Fall of Berlin Wall a "triumph" says minister who used to guard it
Published on 9 November 2019
A Kirk minister has revealed that he used to sleep just yards away from the Berlin Wall which dramatically fell 30 years ago today.
Former soldier Rev Peter Sutton spent four months patrolling the guarded concrete barrier that physically and ideologically divided the German city and cut it off from the rest of East Germany from 1961 to 1989.
The minister of St Cuthbert's Parish Church in Edinburgh was a platoon commander with the 1st Battalion Black Watch.
He was responsible for 30 men whose job it was to protect the British sector of Berlin up until just a few months before the Wall was torn down in ecstatic scenes of jubilation as the reunification of Germany became a reality.
Ironically, Mr Sutton, 54, was on UK soil in a heavily fortified army patrol base surrounded by "huge breeze block walls" when he, along with his platoon sergeant, watched one of the most historic and public demonstrations of unity unfold on television.
He said: "I really enjoyed my tour in West Berlin because it was an exciting, vibrant place to be.
"Our role was to ensure that the Russians did not take over the city and make it part of East Germany.
"It was a city full of ‘spies' and an exciting posting everyone wanted because historically it linked you back to all those War Films and Commando Comics we had grown up with.
"I was stationed there until a few months before the Wall fell and although Berlin did not feel dangerous per se, people were still being shot if they came over it.
"You would not climb over it for a joke."
Mr Sutton said the Wall, erected by the German Democratic Republic, ran behind the base where he was stationed and one barrack in the compound could not be used by the British because it was technically in the Russian sector of the city.
"Visitors would stay in the officers mess and we would go to the Wall with them and chip off a bit of it for them to keep as a souvenir," he added.
Mr Sutton, who two years previously guarded Berlin's Spandau Prison where Adolf Hitler's deputy, Rudolph Hess was held, said he visited East Berlin often.
"It was a different world with a different mind-set and was like going back in time by 30 years," he recalled.
"It was grey and drab, nothing really had been repaired and you came back with a splitting headache because of all the fumes from the fuel used in Trabant cars.
"I speak a little German and I remember one time when I was in my uniform a little girl pointed at my kilt and asked her mother ‘why is that man wearing a skirt?'
"She couldn't explain because she did not know what Scotland was or anything about our national dress.
"It was not part of how they were educated."
The minister, who attended the Royal Military Academy Sandhurst, said a Russian officer he met gave him an inkling something significant was about to happen just before he left.
"There was a British military train that connected Berlin to West Germany and travelled through the iron corridor and my job as train officer was to present passports for inspection," he recalled.

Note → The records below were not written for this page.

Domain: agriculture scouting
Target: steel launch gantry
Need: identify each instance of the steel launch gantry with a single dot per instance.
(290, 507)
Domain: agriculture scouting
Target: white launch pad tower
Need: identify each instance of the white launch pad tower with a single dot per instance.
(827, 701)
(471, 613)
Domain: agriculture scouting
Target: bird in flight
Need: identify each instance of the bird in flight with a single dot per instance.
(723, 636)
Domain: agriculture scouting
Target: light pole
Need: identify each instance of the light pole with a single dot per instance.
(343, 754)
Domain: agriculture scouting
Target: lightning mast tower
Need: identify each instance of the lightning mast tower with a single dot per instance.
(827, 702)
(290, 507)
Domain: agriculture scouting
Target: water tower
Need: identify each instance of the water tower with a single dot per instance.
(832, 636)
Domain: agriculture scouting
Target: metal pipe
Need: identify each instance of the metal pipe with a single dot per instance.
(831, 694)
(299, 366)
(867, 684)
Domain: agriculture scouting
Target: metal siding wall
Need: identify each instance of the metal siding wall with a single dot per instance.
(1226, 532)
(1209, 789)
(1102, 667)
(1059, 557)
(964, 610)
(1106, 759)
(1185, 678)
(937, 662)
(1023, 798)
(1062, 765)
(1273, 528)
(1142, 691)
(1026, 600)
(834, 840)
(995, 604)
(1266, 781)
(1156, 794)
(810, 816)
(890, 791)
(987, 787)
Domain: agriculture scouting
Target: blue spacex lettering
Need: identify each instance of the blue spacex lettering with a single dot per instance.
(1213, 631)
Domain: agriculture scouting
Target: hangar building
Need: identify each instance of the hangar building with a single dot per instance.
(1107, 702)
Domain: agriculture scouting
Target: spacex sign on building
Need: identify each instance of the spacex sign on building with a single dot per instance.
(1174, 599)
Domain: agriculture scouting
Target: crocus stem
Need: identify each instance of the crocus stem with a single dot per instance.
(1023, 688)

"I was chatting with the inspecting Russian officer and asked him if he thought we would be doing this in 20 years' time and he said ‘I think there are about to be big changes' and a couple of months later the Wall came down."
Mr Sutton said his platoon had moved to South Armagh in Northern Ireland by then and he and his men watched the coverage on television in a heavily fortified base.
"It was a great moment of celebration but quite poignant and we sat there and thought, if they can tear down barriers in Europe, what on earth is going on in Northern Ireland where communities are divided and we are surrounded by huge breeze block walls and in constant danger?" he said.
Mr Sutton, a married father with five daughters, said two key periods of history that his generation in the British Army were part of was the Cold War and the Troubles in Northern Ireland.
"For me, the fall of the Berlin Wall symbolised triumph and hope over potential disaster, a bit like that piece of beautiful music, Beethoven's Ode to Joy," said the minister who is speaking in a personal capacity.
"Watching it come down was a joyful moment and historically, if you were to follow the pattern of the Cold War it should have ended in mutually assured destruction.
"People realised that was not the way to go and it was much better to tear down barriers and make it open and possible for people to engage and travel amongst each other.
"But here we are on the cusp of leaving the European Union and I think barriers are being built again which is very sad, particularly in the case of Northern Ireland which has paid a heavy price for peace and reconciliation.
"For today's political class, which on the whole never really got involved in the Cold War or the Troubles in Northern Ireland, to put that in jeopardy for their own ends is incredibly disingenuous and disrespectful."
Mr Sutton served with the Black Watch for 10 years - elevating to the rank of Captain - and his last posting was in Hong Kong when the British territory was handed over to China.
He then went on to be the headmaster of Ardvreck School in Crieff, Perthshire and years later returned to Berlin with a group of pupils.
Mr Sutton, who was a school chaplain before entering the ministry full time in 2017, said: "The Wall that I used to guard ran through the middle of the Brandenburg Gate and it was a beautiful moment to go back and walk through it with the next generation."